Las canciones de cuna, las ninne nanne, las nanas (y así siguiendo, no importa con cuáles otros nombres), están entre las cosas que los hombres hemos hecho bien. Es una punta fina del arte. Y es una obra tal que tiene el aire de generosidad y de libertad que no se ve en otras obras artísticas.
Están destinadas a quienes no nos darán mayormente nada a cambio. Y con el propósito casi explícito de que no lo hagan. Son obras para niños que habrán de dormirse al son de esas músicas.
Y si hay algo libre en este mundo es un niño plácidamente dormido.

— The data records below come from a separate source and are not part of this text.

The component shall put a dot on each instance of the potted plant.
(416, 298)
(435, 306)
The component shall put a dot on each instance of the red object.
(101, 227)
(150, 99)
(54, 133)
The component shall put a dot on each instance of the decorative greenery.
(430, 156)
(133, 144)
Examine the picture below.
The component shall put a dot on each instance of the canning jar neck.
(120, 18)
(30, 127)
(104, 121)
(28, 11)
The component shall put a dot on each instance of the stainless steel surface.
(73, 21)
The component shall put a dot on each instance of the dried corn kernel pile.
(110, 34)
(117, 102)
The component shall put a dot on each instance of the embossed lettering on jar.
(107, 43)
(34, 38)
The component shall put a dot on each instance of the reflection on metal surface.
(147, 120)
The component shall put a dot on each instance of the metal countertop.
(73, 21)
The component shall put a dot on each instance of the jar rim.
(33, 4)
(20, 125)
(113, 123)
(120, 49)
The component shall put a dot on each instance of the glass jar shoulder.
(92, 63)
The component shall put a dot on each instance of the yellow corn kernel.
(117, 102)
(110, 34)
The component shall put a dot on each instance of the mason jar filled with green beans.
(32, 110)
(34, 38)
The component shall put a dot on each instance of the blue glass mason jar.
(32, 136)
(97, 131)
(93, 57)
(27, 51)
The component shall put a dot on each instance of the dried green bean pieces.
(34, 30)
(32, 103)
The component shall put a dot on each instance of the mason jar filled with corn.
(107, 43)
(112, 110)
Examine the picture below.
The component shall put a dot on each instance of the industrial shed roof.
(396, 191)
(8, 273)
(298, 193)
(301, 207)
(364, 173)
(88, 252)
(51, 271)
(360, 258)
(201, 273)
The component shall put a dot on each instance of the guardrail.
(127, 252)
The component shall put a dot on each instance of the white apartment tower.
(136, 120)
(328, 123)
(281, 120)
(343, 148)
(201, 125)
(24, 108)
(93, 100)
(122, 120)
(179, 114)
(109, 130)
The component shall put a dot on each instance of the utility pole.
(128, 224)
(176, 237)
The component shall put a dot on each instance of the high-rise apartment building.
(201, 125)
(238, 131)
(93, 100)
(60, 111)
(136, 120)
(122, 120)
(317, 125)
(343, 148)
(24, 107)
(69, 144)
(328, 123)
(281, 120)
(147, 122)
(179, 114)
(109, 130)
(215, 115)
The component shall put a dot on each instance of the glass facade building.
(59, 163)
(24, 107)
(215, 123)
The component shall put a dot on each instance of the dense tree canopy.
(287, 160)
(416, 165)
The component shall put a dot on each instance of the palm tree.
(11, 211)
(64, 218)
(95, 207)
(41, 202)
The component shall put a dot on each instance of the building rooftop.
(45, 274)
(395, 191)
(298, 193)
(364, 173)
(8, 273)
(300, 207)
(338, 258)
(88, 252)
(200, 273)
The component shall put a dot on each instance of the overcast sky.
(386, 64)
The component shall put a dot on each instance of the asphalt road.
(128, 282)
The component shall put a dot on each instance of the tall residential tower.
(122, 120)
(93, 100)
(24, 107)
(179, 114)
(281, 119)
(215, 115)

Y si hay algo feliz en este mundo es la mirada de una madre o un padre viendo dormir a su niño pequeño. Sin más.
De modo que, si hay algo en esto que vale la pena, es la lección de ese apetito feliz de todo por nada que la belleza de veras respira en el corazón -y en la inteligencia- de los hombres.
Pero.
Lástima que los hombres tengamos tan poca confianza en la belleza.
Lástima que no tengamos a mano más versiones de lo bello que el esteticismo o la prostitución interesada de lo bello, haciéndolo trabajar a nuestro servicio.
Lástima que de habitual nos sea un ariete útil para cosas que reputamos mejores y que nos autorizan a usar lo bello como herramienta o como arma. Lástima que de habitual sea tan burgués nuestro paladeo de lo bello, tan ramplón y romo, como un insumo de autosatisfacción, un suntuario inútil a la vez que prestigiosamente útil.
Entre las anteriores, hay alguna que otra canción que descubrí en un lugar ruso.
Resulta que por aquellas tierras se animaron a recolectar canciones de cuna infantiles de todas partes del mundo y, para cada una, hicieron una animación. Proyecto curioso.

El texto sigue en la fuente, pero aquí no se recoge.